Written in a conversational style which draws the reader in with the author’s eagerness to share, Barbie’s story begins with an election.  That is a Local Council (LC) election, to be precise.  Kyomu’s uncle, Eric, a respected veterinary doctor, is running for LC 1 chairman, a post he has contested for seven times; winning each race.  Still, he is power-hungry (in way that Barbie’s husband Bobi would disprove of). 

Indeed, he is so hell-bent on making each vote count that he deploys a minor, Kyomu, to a trading center called “Omukayenje.” 

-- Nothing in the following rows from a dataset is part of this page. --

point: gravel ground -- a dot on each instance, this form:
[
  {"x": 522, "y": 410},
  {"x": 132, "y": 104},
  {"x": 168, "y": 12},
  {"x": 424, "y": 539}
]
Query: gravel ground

This is in Ntungamo district, western Uganda.  Her brief is clear: Kyomu is to watch every voter who Uncle Eric bought booze and report back to him.  So Kyomu watches, Argus-eyed, the lines which make up Uncle Eric’s support, and those of his opponent Kakira.  “Is Agaba in my line?” he asks. 

Yes, Kyomu whispers. Children are not allowed in Omukayenje, so she must remain undetected.  “And Kagyegema?” 

“That one is in Kakira’s line,” Kyomu replied.  “He is going to pay the beer I bought him,” Uncle Eric fumed.  Beyond that election, which Uncle Eric wins handily, the book goes on to describe the rural setting in which Barbie was raised.  Her nuclear family and extended family lived in a homestead of five families.  This setup could vaguely be described as a hutment; but their houses were not mud-and-wattle or were they given to the architecture of a military encampment. 

Still there was a spit-and-polish orderliness to this homestead befitting a military camp.  All her paternal uncles had built their homes on Kyomu’s grandparents’ thirty acres of land.  The families lived harmoniously, with Uncles Eric and Davis being the stars of this ensemble cast of villagers. 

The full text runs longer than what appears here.